Two fishing boats sit waiting in the water on this chilly first day of the year.An Egret flies in from the west and settles briefly on the riverbank before flying to its next stop upriver. A few Buffleheads swim in the center of the river corridor. The resident Mallards stay close to shore.
The true highlight of this New Year’s morning is the resident chickens celebrating with songs and a small parade to greet the day.
I hear their loud chorus on Bridge Street from the middle of Fair Oaks Bridge. Two fluffy chickens roam the street. A rooster is perched high in tree branches and another sings loudly while completely unseen. Their chorus goes on and on all the time I stand at the bridge.
Swiftly moving water under a densely clouded sky and bitter cold are my morning greetings. Whoosh! Whoosh! Is what I hear as the water bubbles and swirls under Fair Oaks Bridge.

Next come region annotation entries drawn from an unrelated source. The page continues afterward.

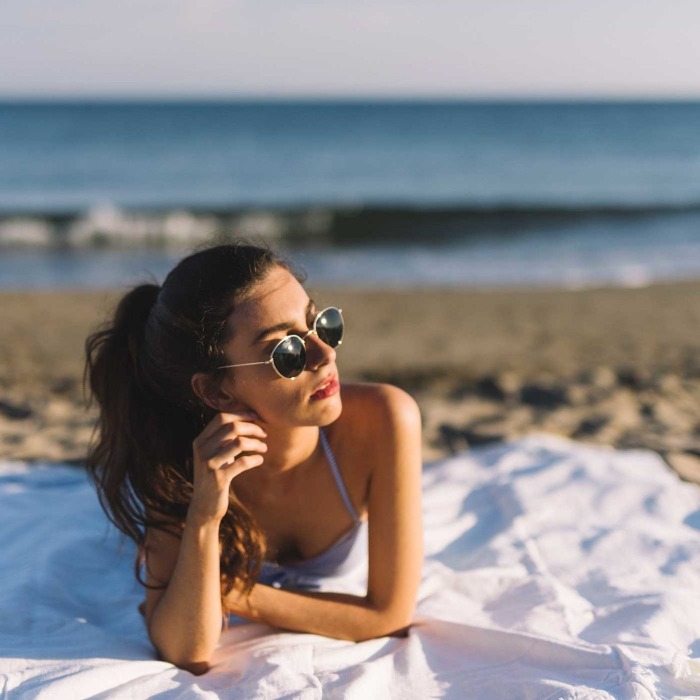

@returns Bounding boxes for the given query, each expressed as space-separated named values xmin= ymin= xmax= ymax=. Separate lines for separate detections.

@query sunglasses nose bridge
xmin=304 ymin=328 xmax=336 ymax=367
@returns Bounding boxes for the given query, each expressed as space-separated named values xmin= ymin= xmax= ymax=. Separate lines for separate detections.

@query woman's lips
xmin=311 ymin=377 xmax=340 ymax=401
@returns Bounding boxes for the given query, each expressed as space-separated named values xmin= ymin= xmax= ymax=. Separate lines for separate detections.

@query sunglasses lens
xmin=272 ymin=335 xmax=306 ymax=379
xmin=316 ymin=307 xmax=345 ymax=348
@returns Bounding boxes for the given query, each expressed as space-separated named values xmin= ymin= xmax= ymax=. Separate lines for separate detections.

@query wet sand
xmin=0 ymin=282 xmax=700 ymax=483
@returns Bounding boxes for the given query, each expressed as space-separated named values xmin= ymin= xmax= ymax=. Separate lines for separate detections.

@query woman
xmin=86 ymin=244 xmax=422 ymax=673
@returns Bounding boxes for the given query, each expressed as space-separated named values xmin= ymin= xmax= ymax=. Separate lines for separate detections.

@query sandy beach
xmin=0 ymin=282 xmax=700 ymax=483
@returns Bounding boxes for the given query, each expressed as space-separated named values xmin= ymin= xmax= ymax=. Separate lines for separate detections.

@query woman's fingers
xmin=202 ymin=436 xmax=267 ymax=470
xmin=195 ymin=410 xmax=265 ymax=443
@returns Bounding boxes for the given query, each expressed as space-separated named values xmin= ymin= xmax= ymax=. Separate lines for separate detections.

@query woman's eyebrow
xmin=251 ymin=299 xmax=316 ymax=346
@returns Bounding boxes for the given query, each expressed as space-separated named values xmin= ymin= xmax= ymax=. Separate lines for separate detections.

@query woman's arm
xmin=145 ymin=413 xmax=266 ymax=673
xmin=226 ymin=386 xmax=423 ymax=641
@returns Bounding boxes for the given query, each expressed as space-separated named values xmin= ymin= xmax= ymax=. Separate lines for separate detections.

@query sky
xmin=0 ymin=0 xmax=700 ymax=99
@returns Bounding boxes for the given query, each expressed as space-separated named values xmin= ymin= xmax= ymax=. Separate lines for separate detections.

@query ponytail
xmin=83 ymin=244 xmax=278 ymax=596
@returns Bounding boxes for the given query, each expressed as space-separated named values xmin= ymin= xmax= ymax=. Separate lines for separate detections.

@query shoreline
xmin=0 ymin=280 xmax=700 ymax=483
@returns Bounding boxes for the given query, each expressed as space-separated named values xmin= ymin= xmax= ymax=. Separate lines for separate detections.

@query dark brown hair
xmin=83 ymin=243 xmax=290 ymax=595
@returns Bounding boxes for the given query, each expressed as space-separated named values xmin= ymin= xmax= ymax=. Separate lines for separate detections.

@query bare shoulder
xmin=342 ymin=383 xmax=421 ymax=435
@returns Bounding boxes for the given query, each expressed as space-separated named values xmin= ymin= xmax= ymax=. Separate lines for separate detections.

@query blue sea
xmin=0 ymin=101 xmax=700 ymax=289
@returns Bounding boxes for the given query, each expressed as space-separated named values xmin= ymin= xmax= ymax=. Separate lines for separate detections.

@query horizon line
xmin=0 ymin=92 xmax=700 ymax=104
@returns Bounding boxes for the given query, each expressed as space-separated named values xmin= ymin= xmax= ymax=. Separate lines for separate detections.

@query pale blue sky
xmin=0 ymin=0 xmax=700 ymax=98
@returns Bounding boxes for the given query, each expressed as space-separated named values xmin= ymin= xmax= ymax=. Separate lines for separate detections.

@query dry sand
xmin=0 ymin=282 xmax=700 ymax=482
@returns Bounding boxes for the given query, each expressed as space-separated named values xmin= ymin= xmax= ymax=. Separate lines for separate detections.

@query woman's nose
xmin=306 ymin=333 xmax=336 ymax=368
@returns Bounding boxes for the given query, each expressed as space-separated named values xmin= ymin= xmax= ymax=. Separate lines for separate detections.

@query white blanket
xmin=0 ymin=435 xmax=700 ymax=700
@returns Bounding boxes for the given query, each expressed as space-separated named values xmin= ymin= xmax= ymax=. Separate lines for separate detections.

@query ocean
xmin=0 ymin=101 xmax=700 ymax=289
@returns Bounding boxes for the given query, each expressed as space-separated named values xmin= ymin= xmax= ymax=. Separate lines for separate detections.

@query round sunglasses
xmin=217 ymin=306 xmax=345 ymax=379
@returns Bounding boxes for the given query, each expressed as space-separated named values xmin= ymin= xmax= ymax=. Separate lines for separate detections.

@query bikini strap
xmin=319 ymin=429 xmax=360 ymax=522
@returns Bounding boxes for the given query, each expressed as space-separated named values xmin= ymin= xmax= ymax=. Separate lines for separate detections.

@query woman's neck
xmin=233 ymin=426 xmax=320 ymax=500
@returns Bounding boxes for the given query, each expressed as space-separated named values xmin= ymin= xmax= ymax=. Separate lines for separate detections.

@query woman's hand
xmin=189 ymin=411 xmax=267 ymax=523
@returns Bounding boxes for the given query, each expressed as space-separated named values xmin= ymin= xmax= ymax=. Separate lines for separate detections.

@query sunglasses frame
xmin=216 ymin=306 xmax=345 ymax=381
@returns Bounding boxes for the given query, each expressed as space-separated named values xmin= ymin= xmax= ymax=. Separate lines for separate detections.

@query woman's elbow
xmin=352 ymin=609 xmax=413 ymax=642
xmin=156 ymin=647 xmax=211 ymax=676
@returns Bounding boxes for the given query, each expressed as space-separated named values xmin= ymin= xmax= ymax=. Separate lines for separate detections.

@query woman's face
xmin=217 ymin=267 xmax=342 ymax=426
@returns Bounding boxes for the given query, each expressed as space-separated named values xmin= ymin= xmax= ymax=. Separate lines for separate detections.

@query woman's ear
xmin=190 ymin=372 xmax=245 ymax=412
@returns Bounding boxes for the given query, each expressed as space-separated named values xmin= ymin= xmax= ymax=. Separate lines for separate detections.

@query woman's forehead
xmin=229 ymin=268 xmax=309 ymax=332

Walkers and runners dressed in warm layered clothing engage in their own conversation as they pass facing forward without stopping for a second to look left to right. A single bird calls. I hear honking Canada Geese in far off in the distance and then they quiet down, still unseen. The waterfowl are still hiding so far. Two ducks flap their wings on the riverbank to my left (north). Most have left the area for calmer and shallow water.
Folsom Dam releases water in response to recent storms. Water rushes through the Lower American River and through the gates of Nimbus Dam. The water level under Jim’s Bridge half a mile downriver appears only a foot or two below the deck. I suspect with more storms, the entire bridge may temporarily disappear under the river.
This activity or the absence of it, is common for winter on the river. All spider webs are washed clean. Grass grows between every board on the bridge deck from one end of the bridge to the other side. When was the last time I saw turtles sunbathing on the river? The long branch that extends from the riverbank over the river just under the bridge is empty. Where did the turtles go?
A single bird calls. I hear the sound of Canada Geese honking in the wind and then silence. They remain unseen. Wildlife hide in nests safely away from the rising river. All spider webs have vanished. Do not remember the last time I saw turtles on the fallen branch that rests directly under Fair Oaks Bridge. As I stand observing the river, a succession of runners dressed in red t-shirts, all ages from new parents to older adults walk and run in training for a run.
At the boat launch ramp, resident ducks and Canada Geese search for tidbits of food. They find little – all washed away by the rain.